What do we know about psoriasis that is relevant to the COVID-19 pandemic? First, psoriasis is an autoimmune disease in which the risk for hypertension, diabetes, cardiovascular disease, chronic lung disease and premature mortality increases with increasing severity of skin disease. Thus, as a population, patients with psoriasis, particularly those with more severe disease, are at risk for worse outcomes from COVID-19. Second, most of our treatments, aside from perhaps acitretin and phototherapy, are “immunosuppressive” and typically have warnings for infection in FDA prescribing information.
What we do not know about psoriasis treatment and the risk for COVID-19 far outweighs what we do know currently. One model about COVID-19 is that immunosuppression is harmful early on, making a patient more susceptible to and at risk for progression of infection with SARS-CoV-2, but immunosuppression may be helpful later in the course of the illness by suppressing the dysregulated immune response in the lungs that leads to acute respiratory distress syndrome and death. This model is simply a hypothesis that is being tested in clinical trials of COVID-19 patients with severe disease of agents such as adalimumab, Taltz (ixekizumab, Lilly), apremilast (Otezla, Amgen), JAK inhibitors and IL-6 blockers. Preliminary studies in psoriasis patients are starting to emerge. A study from New York of 86 patients with immune-mediated disease and COVID-19 (of whom 14 and 21 had psoriasis or psoriatic arthritis, respectively) did not find a relationship between biologic treatment and worse COVID-19 outcomes. A study from Northern Italy found that patients with psoriasis on biologics had a higher risk for becoming infected with SARS-CoV-2 and hospitalized for COVID-19 but saw no difference in mortality or use of a ventilator. Neither of these studies were adequately powered or used the type of statistical analysis necessary to determine if the associations observed were due to biologic treatment or confounding factors such as age or comorbidity.
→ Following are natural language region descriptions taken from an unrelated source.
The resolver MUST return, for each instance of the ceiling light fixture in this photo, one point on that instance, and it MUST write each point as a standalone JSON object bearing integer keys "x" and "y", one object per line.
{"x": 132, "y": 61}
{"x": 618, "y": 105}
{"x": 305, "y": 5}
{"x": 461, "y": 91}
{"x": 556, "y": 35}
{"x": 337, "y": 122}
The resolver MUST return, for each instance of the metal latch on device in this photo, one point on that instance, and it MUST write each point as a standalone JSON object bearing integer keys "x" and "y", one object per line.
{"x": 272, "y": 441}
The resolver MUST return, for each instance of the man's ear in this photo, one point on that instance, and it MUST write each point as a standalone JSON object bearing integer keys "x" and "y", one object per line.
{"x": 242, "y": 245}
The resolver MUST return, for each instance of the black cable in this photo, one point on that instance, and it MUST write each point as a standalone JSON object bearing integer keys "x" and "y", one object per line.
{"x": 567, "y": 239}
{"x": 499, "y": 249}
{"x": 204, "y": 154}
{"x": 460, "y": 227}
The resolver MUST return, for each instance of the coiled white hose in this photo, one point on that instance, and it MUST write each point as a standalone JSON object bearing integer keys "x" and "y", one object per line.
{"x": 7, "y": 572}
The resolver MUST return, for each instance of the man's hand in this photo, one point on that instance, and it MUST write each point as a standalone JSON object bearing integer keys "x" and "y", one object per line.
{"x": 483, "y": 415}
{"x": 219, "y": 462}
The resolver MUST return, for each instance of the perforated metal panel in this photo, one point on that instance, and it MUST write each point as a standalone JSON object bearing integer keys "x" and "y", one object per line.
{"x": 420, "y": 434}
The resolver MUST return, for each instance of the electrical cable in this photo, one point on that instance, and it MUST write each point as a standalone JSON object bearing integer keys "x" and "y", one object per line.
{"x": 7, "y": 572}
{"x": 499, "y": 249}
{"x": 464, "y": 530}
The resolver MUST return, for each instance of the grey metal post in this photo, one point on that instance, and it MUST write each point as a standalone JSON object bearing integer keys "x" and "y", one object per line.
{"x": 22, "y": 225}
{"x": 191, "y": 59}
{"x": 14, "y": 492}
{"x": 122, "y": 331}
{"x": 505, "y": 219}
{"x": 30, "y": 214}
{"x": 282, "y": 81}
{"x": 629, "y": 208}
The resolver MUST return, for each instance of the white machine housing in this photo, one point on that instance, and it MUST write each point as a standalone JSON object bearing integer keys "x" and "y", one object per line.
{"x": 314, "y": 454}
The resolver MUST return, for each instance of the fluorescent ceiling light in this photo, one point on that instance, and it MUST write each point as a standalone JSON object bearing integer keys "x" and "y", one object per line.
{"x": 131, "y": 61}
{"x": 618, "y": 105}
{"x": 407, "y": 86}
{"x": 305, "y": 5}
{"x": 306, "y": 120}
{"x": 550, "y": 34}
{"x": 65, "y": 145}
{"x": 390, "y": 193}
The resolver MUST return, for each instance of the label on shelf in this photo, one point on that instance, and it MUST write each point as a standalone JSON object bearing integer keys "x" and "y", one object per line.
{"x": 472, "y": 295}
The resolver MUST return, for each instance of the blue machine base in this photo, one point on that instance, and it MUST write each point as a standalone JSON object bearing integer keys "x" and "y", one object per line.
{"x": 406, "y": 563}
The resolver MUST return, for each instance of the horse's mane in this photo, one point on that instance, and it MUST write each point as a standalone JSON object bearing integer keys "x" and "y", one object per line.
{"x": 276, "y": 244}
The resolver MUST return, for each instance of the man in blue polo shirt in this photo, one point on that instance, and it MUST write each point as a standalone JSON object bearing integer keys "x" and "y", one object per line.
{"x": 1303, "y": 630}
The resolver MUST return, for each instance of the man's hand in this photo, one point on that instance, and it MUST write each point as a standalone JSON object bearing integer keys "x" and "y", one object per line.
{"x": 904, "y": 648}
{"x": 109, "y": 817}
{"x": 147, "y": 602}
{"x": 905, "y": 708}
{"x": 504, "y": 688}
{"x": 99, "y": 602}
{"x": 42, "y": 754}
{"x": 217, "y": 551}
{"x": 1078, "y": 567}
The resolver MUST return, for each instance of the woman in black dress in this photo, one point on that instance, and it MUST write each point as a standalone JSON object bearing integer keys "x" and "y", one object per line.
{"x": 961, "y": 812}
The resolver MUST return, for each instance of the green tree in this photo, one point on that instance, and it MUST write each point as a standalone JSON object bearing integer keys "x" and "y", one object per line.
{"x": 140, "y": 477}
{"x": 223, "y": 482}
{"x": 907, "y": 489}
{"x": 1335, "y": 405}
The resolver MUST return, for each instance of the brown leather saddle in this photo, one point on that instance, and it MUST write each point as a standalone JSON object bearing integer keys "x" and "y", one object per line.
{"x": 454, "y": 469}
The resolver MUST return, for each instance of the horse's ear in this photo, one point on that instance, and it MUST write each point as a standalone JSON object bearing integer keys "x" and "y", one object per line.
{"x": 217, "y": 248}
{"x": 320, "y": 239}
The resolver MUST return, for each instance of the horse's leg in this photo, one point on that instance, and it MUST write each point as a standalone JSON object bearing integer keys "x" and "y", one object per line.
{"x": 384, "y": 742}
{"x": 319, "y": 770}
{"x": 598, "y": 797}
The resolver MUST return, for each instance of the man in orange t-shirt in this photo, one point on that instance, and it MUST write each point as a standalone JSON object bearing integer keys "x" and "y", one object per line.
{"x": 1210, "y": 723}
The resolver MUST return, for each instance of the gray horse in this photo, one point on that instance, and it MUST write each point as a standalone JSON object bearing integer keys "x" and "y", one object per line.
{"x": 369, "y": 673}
Recently we calculated a meta-estimate of the risk for respiratory tract infections (RTI) and symptoms in patients with psoriasis treated with IL-17 inhibitors in phase 3 trials. This analysis demonstrated a 30% to 60% increased risk for RTI caused by IL-17 inhibitors; however, we do not know if these symptoms of RTI were due to viral, bacterial, allergic or fungal causes. This meta-estimate suggests a potential safety signal for RTI associated with IL-17 inhibition, which may not have been clinically important before the pandemic but in the time of COVID-19 highlights the need for more data.
The absence of rigorous data to guide psoriasis treatment decisions in the time of COVID-19 emphasizes the need for clinicians to do what they do best: balance uncertainty of relevant safety concerns with proven benefits of treatment. Guidance issued by the American Academy of Dermatology recommends that clinicians use their clinical judgment to stop or continue patients on biologics or immunosuppressive agents in those who have not tested positive or exhibited symptoms of COVID-19 and to stop these agents in patients who test positive or exhibit COVID-19 symptoms (www.aad.org/member/practice/coronavirus/clinical-guidance/biologics).
As dermatologists, we are fortunate to have a variety of safe and effective treatments for psoriasis, which allows us to balance our current scientific insights with the art of helping our patients select the right treatment choice that reflects their underlying health status and unique individual circumstances and preferences. In my experience, weighing the known benefit of their treatment with the uncertainties, nearly all of my patients have elected to continue their psoriasis treatment.